Begitu sampai di apartemen, mereka turun dari mobil, langsung menuju lift. Dua kantung kue dibawa oleh Brian. Vivi sempat berdebar karena ingat kartu ucapan Dani.
"Sini, biar aku bawa," pintanya.
Brian tersenyum. "Nggak usah, biar aku aja."
Vivi tidak berkutik. Kalau ia ngotot, pasti lelaki ini curiga.
"Masuk," ajak Vivi saat mereka sampai di unitnya. Apartemen kecil dengan dua kamar tidur itu ditata apik dengan interior bernuansa cokelat muda. Mereka langsung duduk di ruang tengah.

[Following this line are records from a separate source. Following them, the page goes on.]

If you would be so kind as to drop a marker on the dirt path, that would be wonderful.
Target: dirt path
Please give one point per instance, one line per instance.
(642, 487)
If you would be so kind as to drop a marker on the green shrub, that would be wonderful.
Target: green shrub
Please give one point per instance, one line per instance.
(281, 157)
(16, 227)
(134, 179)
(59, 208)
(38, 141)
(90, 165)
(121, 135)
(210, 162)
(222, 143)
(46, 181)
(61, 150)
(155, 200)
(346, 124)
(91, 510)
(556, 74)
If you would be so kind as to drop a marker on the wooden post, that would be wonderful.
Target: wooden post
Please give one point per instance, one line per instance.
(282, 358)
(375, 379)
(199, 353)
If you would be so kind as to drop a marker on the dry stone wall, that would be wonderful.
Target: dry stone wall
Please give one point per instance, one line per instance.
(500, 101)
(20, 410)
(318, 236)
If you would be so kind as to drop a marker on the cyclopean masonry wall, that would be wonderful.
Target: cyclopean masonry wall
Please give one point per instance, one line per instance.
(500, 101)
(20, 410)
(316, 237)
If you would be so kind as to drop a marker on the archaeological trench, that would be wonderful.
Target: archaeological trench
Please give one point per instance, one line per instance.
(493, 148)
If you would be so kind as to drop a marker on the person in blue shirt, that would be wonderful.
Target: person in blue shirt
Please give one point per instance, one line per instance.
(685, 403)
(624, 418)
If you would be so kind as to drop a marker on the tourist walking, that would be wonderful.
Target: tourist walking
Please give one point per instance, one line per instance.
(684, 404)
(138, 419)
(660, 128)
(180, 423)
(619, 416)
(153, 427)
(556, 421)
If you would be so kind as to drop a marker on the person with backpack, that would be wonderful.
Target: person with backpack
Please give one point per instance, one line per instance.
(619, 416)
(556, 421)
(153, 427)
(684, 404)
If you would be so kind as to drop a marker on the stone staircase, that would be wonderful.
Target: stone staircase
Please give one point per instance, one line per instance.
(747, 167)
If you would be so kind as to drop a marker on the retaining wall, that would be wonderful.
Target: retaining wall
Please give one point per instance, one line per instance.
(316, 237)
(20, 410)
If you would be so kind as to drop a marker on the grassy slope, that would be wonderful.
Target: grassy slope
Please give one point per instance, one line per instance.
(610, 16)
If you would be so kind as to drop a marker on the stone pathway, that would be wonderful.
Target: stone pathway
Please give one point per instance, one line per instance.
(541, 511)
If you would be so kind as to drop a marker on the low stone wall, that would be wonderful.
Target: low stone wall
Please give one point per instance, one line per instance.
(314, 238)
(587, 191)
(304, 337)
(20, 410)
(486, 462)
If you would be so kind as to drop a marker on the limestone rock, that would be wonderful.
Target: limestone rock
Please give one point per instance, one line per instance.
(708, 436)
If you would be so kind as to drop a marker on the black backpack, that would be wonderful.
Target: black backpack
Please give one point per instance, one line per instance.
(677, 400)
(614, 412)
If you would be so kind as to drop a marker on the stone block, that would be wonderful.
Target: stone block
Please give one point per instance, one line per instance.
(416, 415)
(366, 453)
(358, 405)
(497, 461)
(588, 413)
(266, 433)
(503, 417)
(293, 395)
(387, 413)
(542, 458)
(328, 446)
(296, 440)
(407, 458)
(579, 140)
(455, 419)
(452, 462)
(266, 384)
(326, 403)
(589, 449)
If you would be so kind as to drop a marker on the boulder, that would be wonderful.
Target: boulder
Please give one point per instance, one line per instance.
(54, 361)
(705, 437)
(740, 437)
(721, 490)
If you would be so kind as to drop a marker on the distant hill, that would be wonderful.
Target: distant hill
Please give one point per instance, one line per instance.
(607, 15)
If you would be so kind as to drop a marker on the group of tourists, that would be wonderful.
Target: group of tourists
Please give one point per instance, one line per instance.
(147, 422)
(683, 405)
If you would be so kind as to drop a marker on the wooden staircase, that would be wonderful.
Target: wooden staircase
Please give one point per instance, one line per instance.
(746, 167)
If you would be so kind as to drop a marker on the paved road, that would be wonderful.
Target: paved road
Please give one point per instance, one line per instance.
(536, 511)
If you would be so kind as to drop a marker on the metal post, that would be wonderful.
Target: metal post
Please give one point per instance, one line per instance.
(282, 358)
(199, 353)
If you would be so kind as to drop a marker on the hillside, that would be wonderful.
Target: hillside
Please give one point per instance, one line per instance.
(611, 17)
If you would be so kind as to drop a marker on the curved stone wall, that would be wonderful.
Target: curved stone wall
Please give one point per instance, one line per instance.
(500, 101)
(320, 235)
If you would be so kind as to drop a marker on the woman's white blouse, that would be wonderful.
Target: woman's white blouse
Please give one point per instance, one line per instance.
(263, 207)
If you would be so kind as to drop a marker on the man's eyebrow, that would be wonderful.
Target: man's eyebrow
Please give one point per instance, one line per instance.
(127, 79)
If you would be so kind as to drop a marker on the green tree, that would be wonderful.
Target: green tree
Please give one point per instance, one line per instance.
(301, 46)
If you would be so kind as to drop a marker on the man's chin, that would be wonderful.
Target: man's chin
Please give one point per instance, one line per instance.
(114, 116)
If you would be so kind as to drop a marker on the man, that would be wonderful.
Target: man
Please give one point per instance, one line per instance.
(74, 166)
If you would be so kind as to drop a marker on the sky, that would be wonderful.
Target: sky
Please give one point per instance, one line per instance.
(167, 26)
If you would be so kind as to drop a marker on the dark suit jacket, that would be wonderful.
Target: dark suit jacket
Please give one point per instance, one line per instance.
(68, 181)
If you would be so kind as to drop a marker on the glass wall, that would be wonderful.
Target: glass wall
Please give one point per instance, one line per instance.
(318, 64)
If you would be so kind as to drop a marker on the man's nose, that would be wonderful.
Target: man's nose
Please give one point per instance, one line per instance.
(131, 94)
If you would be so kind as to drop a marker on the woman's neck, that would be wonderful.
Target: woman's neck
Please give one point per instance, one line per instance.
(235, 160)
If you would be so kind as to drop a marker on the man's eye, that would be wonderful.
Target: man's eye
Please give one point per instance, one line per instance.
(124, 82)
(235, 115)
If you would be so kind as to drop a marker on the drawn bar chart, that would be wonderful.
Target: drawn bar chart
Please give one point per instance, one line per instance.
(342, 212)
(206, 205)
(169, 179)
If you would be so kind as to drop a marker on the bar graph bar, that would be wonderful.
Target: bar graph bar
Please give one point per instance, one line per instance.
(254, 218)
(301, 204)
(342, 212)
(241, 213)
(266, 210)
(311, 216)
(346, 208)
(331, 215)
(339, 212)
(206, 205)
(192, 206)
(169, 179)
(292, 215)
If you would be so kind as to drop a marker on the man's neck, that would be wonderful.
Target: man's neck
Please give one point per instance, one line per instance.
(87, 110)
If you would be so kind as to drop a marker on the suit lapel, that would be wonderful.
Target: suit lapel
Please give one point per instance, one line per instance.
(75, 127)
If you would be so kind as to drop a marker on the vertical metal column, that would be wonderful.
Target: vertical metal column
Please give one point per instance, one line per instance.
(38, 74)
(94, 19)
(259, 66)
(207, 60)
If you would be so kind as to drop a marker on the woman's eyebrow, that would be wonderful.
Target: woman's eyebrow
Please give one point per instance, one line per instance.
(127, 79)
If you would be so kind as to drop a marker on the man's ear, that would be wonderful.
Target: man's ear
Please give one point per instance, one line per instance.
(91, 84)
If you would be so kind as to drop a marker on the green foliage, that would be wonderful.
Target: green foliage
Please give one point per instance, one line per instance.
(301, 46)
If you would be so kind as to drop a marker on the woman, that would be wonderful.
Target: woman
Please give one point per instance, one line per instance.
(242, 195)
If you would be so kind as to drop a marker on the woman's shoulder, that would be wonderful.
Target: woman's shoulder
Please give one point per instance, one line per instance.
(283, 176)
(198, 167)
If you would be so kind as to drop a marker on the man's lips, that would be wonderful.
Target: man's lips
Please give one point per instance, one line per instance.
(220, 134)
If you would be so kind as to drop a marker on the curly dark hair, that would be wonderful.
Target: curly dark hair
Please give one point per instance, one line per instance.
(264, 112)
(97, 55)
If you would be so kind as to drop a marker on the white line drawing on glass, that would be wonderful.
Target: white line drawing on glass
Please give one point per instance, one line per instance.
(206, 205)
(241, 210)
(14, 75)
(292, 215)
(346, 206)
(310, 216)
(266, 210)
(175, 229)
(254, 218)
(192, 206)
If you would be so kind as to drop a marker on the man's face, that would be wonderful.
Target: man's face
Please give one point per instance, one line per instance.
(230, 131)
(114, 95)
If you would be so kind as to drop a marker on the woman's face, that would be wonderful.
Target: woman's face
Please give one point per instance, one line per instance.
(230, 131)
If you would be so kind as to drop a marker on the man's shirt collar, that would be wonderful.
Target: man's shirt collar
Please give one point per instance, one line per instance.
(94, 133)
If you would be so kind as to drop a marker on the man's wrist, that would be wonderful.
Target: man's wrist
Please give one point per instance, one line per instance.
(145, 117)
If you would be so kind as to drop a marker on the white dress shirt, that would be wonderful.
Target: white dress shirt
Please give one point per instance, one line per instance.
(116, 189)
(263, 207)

Begitu sampai di sofa, ia langsung mengambil kotak kue dari tangan Brian. Diambilnya satu. Saat dibuka, ternyata bukan yang berisi kartu. "Mau?" tanyanya pada Brian.
Brian duduk tanpa dipersilakan. Ia langsung mengambil kue itu dan memotongnya sedikit.
"Aku mandi dulu. Kalau haus, ada air minum di kulkas. Kalau mau bikin kopi, ada di pantri," ujar Vivi sembari mengambil bungkusan kue dari Dani. Secara sembunyi, ia mengambil kartu ucapan, lalu membuangnya ke tempat sampah. Setelah itu ia memasukkan kotak itu ke kulkas. Tanpa berkata-kata lagi, Vivi menghilang ke kamar tanpa memedulikan reaksi Brian.
Ditinggalkan begitu saja, Brian sebenarnya nelangsa. Bahkan mengambilkan minum saja Vivi tidak mau. Kalau ibunya tahu putra sulungnya diperlakukan seperti ini, pasti wanita itu mengamuk. Ia masih ingat dengan pembicaraan mereka melalui telepon saat ia masih transit di Balikpapan.
"Vivi pindah ke Malang? Kenapa nggak di Balikpapan aja biar dekat kamu?" tanya Lina, mamanya, yang tinggal di Palangka Raya.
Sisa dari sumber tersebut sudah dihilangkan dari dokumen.